Aside from my doubts about him, my kids were ten, thirteen, and fifteen. My daughter, Morgan, was my youngest, and I had two boys, Weston and Ross. I didn’t think they were ready to see me involved with a man, but at the same time, I wanted to go on with my life. I wasn’t sure if 52 was the one with whom I wanted to go on, but we had enough in common to make me curious. We had discovered our distant family relationship along with our shared interest in simple living. We took long drives to nowhere on backcountry roads, picking blackberries and looking for old barns. We took walks, holding hands, while he told me all the names of the wildflowers and trees. We went to the New River Bridge, Dolly Sods, Blackwater Falls, the Canaan Valley, Spruce Knob, Seneca Forest. He was my West Virginia tour guide.

I had come empty, looking for West Virginia to fill me up, and he became the epitome of my West Virginia.

We were friends, and eventually lovers, though I kept my relationship with him mostly to myself, seeing him on weekends and summertimes when the kids were visiting their dad.

By the time I’d become enamored of chickens in the road, we were looking for a farm of our own.
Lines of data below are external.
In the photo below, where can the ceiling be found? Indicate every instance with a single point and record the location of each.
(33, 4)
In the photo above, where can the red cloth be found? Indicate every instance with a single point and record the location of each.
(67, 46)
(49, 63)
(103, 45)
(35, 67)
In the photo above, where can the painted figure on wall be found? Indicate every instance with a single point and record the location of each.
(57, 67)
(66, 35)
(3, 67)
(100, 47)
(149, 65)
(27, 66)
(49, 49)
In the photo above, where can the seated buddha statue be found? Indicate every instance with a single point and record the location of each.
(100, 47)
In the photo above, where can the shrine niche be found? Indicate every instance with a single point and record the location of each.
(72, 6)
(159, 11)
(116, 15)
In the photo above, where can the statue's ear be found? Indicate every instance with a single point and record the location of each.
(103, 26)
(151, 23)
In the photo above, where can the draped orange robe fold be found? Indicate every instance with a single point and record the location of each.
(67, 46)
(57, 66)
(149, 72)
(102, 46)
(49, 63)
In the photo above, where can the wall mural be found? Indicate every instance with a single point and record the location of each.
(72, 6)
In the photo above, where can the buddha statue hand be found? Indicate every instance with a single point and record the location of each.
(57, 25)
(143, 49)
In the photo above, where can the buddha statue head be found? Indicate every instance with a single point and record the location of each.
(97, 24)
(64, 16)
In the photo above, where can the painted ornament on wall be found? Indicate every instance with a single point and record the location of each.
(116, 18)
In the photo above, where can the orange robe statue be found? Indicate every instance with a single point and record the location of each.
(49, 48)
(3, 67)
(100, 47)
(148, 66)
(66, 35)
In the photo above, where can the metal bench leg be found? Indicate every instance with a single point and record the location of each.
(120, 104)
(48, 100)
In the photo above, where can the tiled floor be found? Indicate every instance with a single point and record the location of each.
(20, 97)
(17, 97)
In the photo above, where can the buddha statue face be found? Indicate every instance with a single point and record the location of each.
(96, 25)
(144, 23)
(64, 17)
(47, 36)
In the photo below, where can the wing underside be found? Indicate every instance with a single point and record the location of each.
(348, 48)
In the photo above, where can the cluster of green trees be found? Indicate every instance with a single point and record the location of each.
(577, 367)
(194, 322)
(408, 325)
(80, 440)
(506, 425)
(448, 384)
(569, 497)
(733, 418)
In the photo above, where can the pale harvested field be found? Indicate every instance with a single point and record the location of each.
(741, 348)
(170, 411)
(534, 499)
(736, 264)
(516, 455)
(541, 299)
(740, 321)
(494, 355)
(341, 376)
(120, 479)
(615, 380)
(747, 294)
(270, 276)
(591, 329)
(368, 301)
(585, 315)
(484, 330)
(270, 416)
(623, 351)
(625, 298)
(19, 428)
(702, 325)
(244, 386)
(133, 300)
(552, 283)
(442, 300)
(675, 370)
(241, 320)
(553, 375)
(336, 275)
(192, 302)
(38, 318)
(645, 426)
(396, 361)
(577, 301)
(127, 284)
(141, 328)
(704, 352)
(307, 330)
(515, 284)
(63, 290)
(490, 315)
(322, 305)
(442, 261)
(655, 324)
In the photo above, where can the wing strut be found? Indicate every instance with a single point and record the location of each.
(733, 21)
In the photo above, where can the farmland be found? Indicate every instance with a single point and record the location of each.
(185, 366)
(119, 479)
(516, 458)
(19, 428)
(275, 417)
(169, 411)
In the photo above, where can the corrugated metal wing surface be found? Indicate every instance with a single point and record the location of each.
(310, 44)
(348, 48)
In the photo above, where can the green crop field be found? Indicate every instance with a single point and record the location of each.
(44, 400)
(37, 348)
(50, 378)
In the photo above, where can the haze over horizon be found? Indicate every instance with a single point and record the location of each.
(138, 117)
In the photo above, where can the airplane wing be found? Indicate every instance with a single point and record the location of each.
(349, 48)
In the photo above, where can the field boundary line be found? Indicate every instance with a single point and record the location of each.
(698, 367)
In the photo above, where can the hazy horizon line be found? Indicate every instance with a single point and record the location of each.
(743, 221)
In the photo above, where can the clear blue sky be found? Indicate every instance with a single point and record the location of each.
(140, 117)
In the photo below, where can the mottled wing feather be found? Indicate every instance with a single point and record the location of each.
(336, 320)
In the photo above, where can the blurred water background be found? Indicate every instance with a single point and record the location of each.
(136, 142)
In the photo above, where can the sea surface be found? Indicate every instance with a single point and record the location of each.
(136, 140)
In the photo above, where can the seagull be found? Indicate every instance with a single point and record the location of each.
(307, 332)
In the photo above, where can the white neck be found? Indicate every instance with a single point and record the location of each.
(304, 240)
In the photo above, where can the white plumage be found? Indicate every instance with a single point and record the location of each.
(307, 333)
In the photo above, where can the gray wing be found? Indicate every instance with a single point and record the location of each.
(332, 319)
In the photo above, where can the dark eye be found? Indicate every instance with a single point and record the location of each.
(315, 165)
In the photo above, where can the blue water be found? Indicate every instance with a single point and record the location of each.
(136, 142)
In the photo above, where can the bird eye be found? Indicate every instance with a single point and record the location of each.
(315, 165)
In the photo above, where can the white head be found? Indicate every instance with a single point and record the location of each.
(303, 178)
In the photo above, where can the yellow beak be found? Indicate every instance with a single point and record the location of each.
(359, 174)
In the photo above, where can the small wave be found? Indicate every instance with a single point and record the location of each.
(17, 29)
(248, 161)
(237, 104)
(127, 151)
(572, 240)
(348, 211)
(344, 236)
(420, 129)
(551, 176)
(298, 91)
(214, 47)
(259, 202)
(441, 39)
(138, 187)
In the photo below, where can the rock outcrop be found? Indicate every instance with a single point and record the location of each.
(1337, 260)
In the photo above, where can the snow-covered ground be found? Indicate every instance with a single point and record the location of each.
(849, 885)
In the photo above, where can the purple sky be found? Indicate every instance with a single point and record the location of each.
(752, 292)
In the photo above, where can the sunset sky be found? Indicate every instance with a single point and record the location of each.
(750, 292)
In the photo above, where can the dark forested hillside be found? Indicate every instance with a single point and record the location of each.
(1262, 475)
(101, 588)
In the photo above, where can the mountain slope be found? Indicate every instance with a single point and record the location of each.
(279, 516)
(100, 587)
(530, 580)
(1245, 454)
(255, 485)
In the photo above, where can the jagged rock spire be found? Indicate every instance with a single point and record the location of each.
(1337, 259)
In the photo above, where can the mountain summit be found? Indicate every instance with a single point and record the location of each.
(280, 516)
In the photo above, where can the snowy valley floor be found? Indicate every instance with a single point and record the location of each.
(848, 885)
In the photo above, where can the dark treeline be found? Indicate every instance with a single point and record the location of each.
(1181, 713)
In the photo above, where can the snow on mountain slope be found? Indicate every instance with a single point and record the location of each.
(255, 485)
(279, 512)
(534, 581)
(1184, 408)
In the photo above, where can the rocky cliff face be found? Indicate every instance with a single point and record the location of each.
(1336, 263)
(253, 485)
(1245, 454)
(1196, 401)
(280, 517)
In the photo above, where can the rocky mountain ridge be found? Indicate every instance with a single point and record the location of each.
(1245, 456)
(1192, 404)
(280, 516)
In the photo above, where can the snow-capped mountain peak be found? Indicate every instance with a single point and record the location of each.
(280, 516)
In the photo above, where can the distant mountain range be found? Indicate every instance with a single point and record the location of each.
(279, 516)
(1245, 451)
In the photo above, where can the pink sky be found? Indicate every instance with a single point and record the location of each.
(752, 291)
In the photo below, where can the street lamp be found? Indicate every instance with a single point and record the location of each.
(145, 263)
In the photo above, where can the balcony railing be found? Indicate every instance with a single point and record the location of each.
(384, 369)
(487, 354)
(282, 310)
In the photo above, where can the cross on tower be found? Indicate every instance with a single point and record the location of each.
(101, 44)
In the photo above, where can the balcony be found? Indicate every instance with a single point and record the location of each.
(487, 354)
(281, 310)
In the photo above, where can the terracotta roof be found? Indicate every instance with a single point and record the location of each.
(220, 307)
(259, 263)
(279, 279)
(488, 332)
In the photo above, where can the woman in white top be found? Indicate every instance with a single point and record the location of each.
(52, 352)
He wrote down a beautiful dream and gave it to me. The cats would sleep in the road. We’d leave our doors unlocked and feel safe. We’d have a smokehouse and a woodstove. We’d be so warm we’d open our windows in the winter. There would be cows and horses, and kids playing ball in the meadow bottom. If we needed help, we’d call the neighbors and they’d come ’round the hill in the middle of the night or a Sunday afternoon.

We’d rock grand-babies on the porch swing, can from the garden, and have a giant corn patch, and flowers—so many flowers. There’d be sled riding and Christmas lights, a tire swing and a big rooster.

“And we’ll just sit on the porch and get old together—and we won’t care if we’re fat and old and worn out because we’ll love each other too much to care.”

The sum of it all, he told me, was that I was his dream.

I wanted it all—the sweetness of him, the corn patch, the Christmas lights, the big rooster, and the love. I was a romance writer, and I was ready for my own storybook. He was my hero.

We signed the papers at the bank and we had a farm . . . without so much as a tumbled-down fence post with which to begin.